As we were slowly making our way toward the classroom, my co-teacher pulled my arm close to her and explained that 207 was “most famous” in the entire building for being notoriously bad. This was said as if the class itself was an unstoppable cancer that spreads faster than gonorrhea and genital herpes combined: the teachers from every department seem to hold their breath whenever 207 is mentioned. Apparently, it was my turn to enter the pits of Korean Inferno.
She was right. As soon as a few of the students from the class saw us approaching in the hallway, they started screaming murder. Literally. I was surprised that no angry teacher popped out of their classes to curse at our students in Korean.
Ironically, my co-teacher didn’t budge.
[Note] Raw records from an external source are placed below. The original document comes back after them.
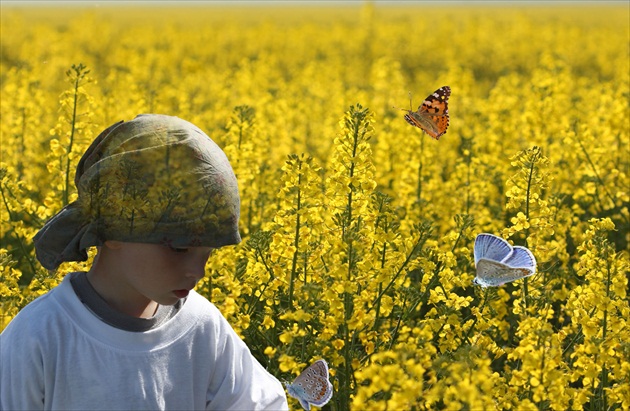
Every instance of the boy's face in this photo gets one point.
(156, 272)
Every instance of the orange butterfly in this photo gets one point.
(432, 115)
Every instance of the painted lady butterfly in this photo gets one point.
(432, 115)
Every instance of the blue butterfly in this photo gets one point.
(498, 262)
(312, 386)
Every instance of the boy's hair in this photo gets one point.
(155, 179)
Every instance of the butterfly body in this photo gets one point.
(497, 262)
(432, 115)
(312, 386)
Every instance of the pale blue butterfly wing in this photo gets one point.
(312, 386)
(491, 247)
(521, 257)
(497, 262)
(493, 273)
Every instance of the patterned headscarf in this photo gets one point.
(155, 179)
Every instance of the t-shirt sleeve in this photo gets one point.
(239, 381)
(21, 368)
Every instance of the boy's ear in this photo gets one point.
(113, 244)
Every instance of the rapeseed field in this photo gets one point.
(357, 228)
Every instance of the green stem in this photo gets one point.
(296, 242)
(69, 154)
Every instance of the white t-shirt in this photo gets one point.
(55, 354)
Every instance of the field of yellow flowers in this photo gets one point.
(358, 229)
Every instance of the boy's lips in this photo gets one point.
(181, 293)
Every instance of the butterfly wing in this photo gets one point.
(521, 257)
(493, 273)
(312, 386)
(432, 115)
(491, 247)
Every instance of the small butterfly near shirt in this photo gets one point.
(312, 386)
(432, 115)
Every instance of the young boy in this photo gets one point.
(156, 196)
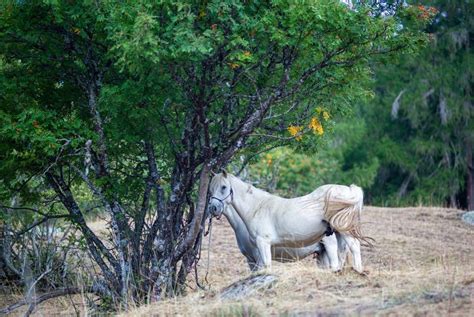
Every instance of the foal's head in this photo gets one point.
(221, 194)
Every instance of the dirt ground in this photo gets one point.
(422, 264)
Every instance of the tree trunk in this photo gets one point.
(470, 176)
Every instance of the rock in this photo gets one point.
(248, 286)
(468, 217)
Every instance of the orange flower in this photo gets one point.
(316, 126)
(295, 132)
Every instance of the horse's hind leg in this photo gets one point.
(264, 250)
(342, 250)
(354, 247)
(330, 246)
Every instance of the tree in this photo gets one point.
(420, 125)
(139, 101)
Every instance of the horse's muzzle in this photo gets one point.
(214, 210)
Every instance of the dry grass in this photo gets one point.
(422, 264)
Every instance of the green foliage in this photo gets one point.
(122, 104)
(414, 151)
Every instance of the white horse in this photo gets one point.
(331, 250)
(284, 224)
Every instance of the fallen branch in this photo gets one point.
(41, 298)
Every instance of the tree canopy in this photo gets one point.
(136, 102)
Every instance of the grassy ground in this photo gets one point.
(423, 264)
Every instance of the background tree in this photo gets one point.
(411, 144)
(139, 101)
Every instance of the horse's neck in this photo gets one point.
(247, 199)
(234, 219)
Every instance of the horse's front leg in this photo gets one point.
(354, 247)
(265, 253)
(253, 266)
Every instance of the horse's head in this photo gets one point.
(221, 194)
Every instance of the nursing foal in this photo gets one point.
(270, 227)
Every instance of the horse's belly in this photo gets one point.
(288, 254)
(300, 231)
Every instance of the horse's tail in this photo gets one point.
(343, 208)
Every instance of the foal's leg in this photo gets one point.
(354, 246)
(342, 250)
(330, 245)
(265, 252)
(252, 264)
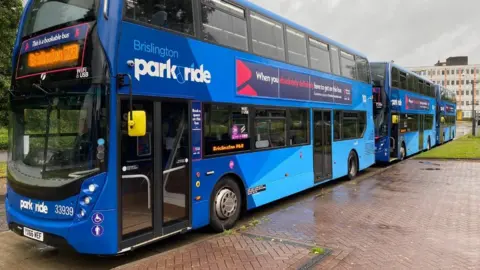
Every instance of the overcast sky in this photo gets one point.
(410, 32)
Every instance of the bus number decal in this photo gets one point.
(256, 190)
(63, 210)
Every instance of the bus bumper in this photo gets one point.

She had one arm around my arm, while the other was holding a stick that looked like an elongated wooden spatula. By the way, the first thing I saw during my first day at the middle school was a wooden “punishment” stick on every teacher’s desk, and this woman walking next to me gripped onto hers.
The class was hell, and I had to bear 45 minutes of it. It was my first time meeting them (I have 23 classes to teach) and all of the boys immediately acted out of their young and naive, sexual organs:
Meanwhile, the girls fed off of the boys’ energy and randomly shouted in Korean while texting or roaming the room.
Ironically, the classes in the school aren’t organized in any particular way. Every student in 207 just so happen to have finite membership into club rebel hell. Every girl was feisty and all of the boys were rowdy, shouting over each other to ask me inappropriate questions that were so embarrassing, I didn’t know whether to look at my co-teacher or not. She was, in any case, occupied: half of the class was already victim to the stick as they lined up with knees bent, heads down and arms out while she paced back and forth with weapon in hand, at the back of the room.
35 minutes into my (failed.) lesson, I looked at my teacher to beg her – via eye communication – to spare me the last ten minutes.
In general, I’ve spent every class this week introducing myself. I’ve had all of my students write questions they wanted to ask about myself. In every class that I’ve had so far, I’ve had a question asking for my number and whether or not I had a boyfriend. I’ve had girls who were so shy, they physically turned away from me and covered their faces whenever I approached them. However, there was one case whom I’ll refer to as future George Hangul Clooney: a shy 13 year old male who sat in the back of the classroom in grade one (6th grade). He pushed his paper towards me and covered his face as I read:
Who are you pretty? Why are you pretty? What are you pretty? Jackie Kim pretty.
Tomorrow is day four, and I am prepared to conitnue le cool and corrupt young Korean citizenship with American ways by introducing high fives and down lows.
Ah, too slow. Wait, please don’t start crying.